Kirk agrees that creating a social or support group in school would be a tough undertaking. “Even if they had a club like that, a lot of people, or the ones who really needed it wouldn’t go at all.”

The feelings of invisibility and stigma in school are sustained by an official silence on the important issues that need to be taught to gay teens. Sex and health education classes mention homosexuality only in connection with the spread of HIV/AIDS. It’s no surprise to hear that the references are most often very negative.

Of course, the silence from administrators and teachers doesn’t stop students from talking — in the form of daily harassment. When Michael began middle school and had to start changing for gym class, the harassment “got so bad, I started to change in the bathroom stalls, just to get away from it.”

Brian, who isn’t out to his family and requested that his name be changed for this story, attends a non-traditional high school with a mixture of both high school and college-aged students. There, he is out and doesn’t have any problems with the other students.

“When I was talking to my guidance counselor and finally came out to her, that made us have a better relationship,” he says. “It was easier for me to talk about it to people at school. It made me feel better that someone there like a guidance counselor was accepting of me.”

The welcoming web
The boys say they first met through the social networking website MySpace.com. Some of them chatted online for years — starting as young as 13 — before meeting face-to-face. Perhaps one of the primary reasons why rural gay youth are becoming more visible is due to the freedom the internet affords them.

More than a decade ago, the opportunity to connect with other gay teens through the internet was extremely limited. But with the overwhelming success of social networking sites like MySpace.com, Glee.com, Facebook.com and others, queer teens can create close and lasting friendships with their peers with relative ease.

“Without the internet there wouldn’t really be any social interaction,” Kirk says. “Michael and I talked online for three years before we met.”
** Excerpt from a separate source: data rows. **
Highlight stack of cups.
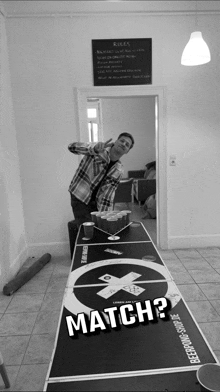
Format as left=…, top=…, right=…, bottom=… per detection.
left=90, top=209, right=132, bottom=235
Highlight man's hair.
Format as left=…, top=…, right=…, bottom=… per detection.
left=117, top=132, right=135, bottom=149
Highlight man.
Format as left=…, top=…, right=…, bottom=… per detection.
left=68, top=132, right=134, bottom=228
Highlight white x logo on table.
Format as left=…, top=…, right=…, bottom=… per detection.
left=97, top=272, right=145, bottom=299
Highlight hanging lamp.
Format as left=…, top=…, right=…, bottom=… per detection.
left=181, top=1, right=211, bottom=66
left=181, top=31, right=211, bottom=66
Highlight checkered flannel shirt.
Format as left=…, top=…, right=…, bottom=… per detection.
left=68, top=142, right=124, bottom=211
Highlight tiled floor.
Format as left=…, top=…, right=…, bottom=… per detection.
left=1, top=203, right=220, bottom=391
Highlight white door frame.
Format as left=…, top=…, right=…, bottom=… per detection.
left=74, top=85, right=168, bottom=249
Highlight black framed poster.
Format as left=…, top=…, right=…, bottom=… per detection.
left=92, top=38, right=152, bottom=86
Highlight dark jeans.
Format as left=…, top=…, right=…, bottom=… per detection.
left=70, top=194, right=97, bottom=228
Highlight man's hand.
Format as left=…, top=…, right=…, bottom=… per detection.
left=94, top=138, right=114, bottom=153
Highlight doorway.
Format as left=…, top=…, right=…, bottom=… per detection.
left=74, top=86, right=167, bottom=249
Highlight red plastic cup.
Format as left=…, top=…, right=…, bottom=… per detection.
left=116, top=214, right=123, bottom=230
left=122, top=210, right=132, bottom=225
left=196, top=363, right=220, bottom=392
left=106, top=213, right=116, bottom=219
left=107, top=218, right=118, bottom=234
left=83, top=222, right=95, bottom=239
left=119, top=212, right=127, bottom=227
left=96, top=212, right=106, bottom=229
left=90, top=211, right=99, bottom=226
left=101, top=216, right=108, bottom=232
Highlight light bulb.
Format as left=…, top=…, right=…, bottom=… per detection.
left=181, top=31, right=211, bottom=66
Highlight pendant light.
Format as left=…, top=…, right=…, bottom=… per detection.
left=181, top=31, right=211, bottom=66
left=181, top=2, right=211, bottom=66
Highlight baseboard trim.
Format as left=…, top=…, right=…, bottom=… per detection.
left=10, top=245, right=29, bottom=270
left=0, top=245, right=29, bottom=291
left=168, top=234, right=220, bottom=249
left=28, top=241, right=70, bottom=259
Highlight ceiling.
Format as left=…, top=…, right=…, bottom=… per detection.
left=2, top=1, right=220, bottom=17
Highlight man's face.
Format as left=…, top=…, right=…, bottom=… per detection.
left=114, top=136, right=133, bottom=155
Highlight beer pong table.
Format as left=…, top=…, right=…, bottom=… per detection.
left=44, top=222, right=218, bottom=391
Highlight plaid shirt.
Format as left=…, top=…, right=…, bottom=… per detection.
left=68, top=142, right=124, bottom=211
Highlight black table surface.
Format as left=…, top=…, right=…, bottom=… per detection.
left=44, top=222, right=218, bottom=392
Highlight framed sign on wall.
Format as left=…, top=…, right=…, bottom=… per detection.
left=92, top=38, right=152, bottom=86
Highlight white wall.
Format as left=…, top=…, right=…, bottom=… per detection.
left=2, top=0, right=220, bottom=254
left=101, top=97, right=155, bottom=177
left=0, top=4, right=27, bottom=290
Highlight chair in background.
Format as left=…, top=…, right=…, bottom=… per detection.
left=127, top=170, right=146, bottom=179
left=133, top=178, right=156, bottom=206
left=113, top=178, right=134, bottom=209
left=128, top=165, right=156, bottom=206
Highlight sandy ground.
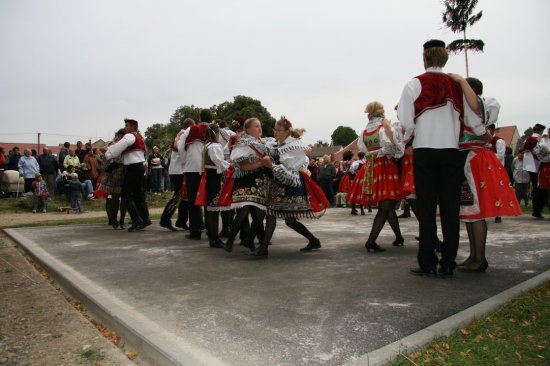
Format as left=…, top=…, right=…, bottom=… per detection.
left=0, top=209, right=168, bottom=365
When the two finally got together, they found they had more connections than they originally thought. “I told my dad I wanted to meet my friend from MySpace,” says Michael. It turned out that Michael’s father and Kirk’s father had once worked together.

Community challenges
Being out to each other is a source of fun and camaraderie for the guys. Navigating the response from the community, however, is a little tougher.

Michael says he is constantly called “faggot” when he’s shopping or out doing other activities. He says being with others sometimes lessens the reaction. “When you are in a big group of people it isn’t much of a problem when you are out in town.”

Old stereotypes plague their interactions with neighbors and peers. “People up here think that just because I’m gay, that I automatically want to have sex with them,” Michael says. “People in a small town don’t really see that people can be different.”

All the boys wish they had some sort of official support or social group. Damien says that while there are some supportive institutions — like his gay-friendly Unifour Christian Fellowship Church in Newton, N.C. — more support would be welcomed.

“I think having a group like Charlotte’s Time Out Youth would help. I’ve been talking to the lesbians at my school and telling them that I want to start something,” Brandon says. “It is fun to go to Charlotte and meet people but we want to be able to know people here in our own area.”
Until more support finds its way to their rural area, Michael says he and the guys will continue encouraging each other. “We are just a close group. If we do anything here, we do it together.”